• Nieuws
  • Geestelijk gezond in coronatijden 32 - Lieven Annemans Hoogleraar Gezondheidseconomie

Geestelijk gezond in coronatijden 32 - Lieven Annemans Hoogleraar Gezondheidseconomie

Door jezelf nuttig te maken voor anderen kan je je eigen angst helpen te bezweren.

 

Net op het moment dat gezondheidseconoom Lieven Annemans het tweede luik van zijn geluksonderzoek lanceert, slaat corona toe. Toch laat de 'geluksprofessor' zich niet uit het lood staan. Dit is volgens hem het uitgelezen moment om de (geestelijke) gezondheidszorg te veranderen. 'Corona is een tragedie, maar hier zitten ook kansen in.'

 

Corona bezorgt u veel extra werk. Hoe gaat het eigenlijk met u?

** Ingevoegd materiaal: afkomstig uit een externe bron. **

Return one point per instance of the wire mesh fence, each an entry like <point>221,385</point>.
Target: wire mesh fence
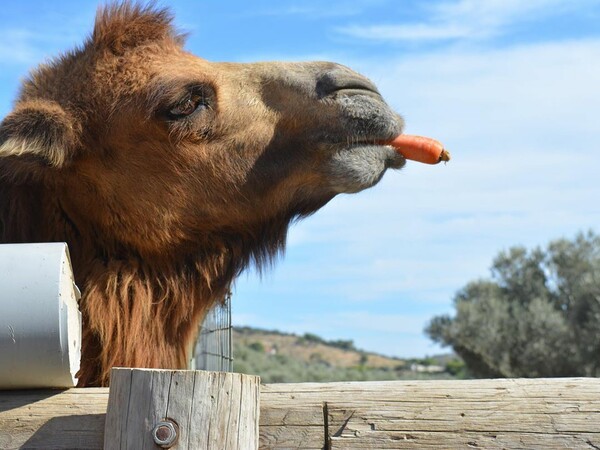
<point>214,347</point>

Met Gezond Leven hebben we onlangs zes tips gedeeld: Laat Corona niet naar je hoofd stijgen. Wel, ik probeer die tips zelf toe te passen. Je kan niet ongevoelig zijn voor alles wat er vandaag gebeurt, maar je kan er wel mee leren omgaan. Hoe? Door structuur in je dag te brengen, voldoende te bewegen, rust in je hoofd te brengen, warme relaties te onderhouden'¦Toegegeven: in het begin is dat niet makkelijk, maar na een tijdje wordt het een manier van leven. De échte helden van vandaag zijn de zorgverleners die op de barricaden staan in de covid-afdelingen. Als gezondheids-en welzijnseconoom heb ik geen één-op-één-relatie met patiënten, maar probeer ik mee het beleid te hervormen zodat zo veel mogelijk mensen er baat bij hebben. Daar trek ik me vandaag aan op. 

U bent onder andere bekend van het Nationaal Geluksonderzoek. Welke effecten hebben de lockdown en corona op ons geestelijk welzijn?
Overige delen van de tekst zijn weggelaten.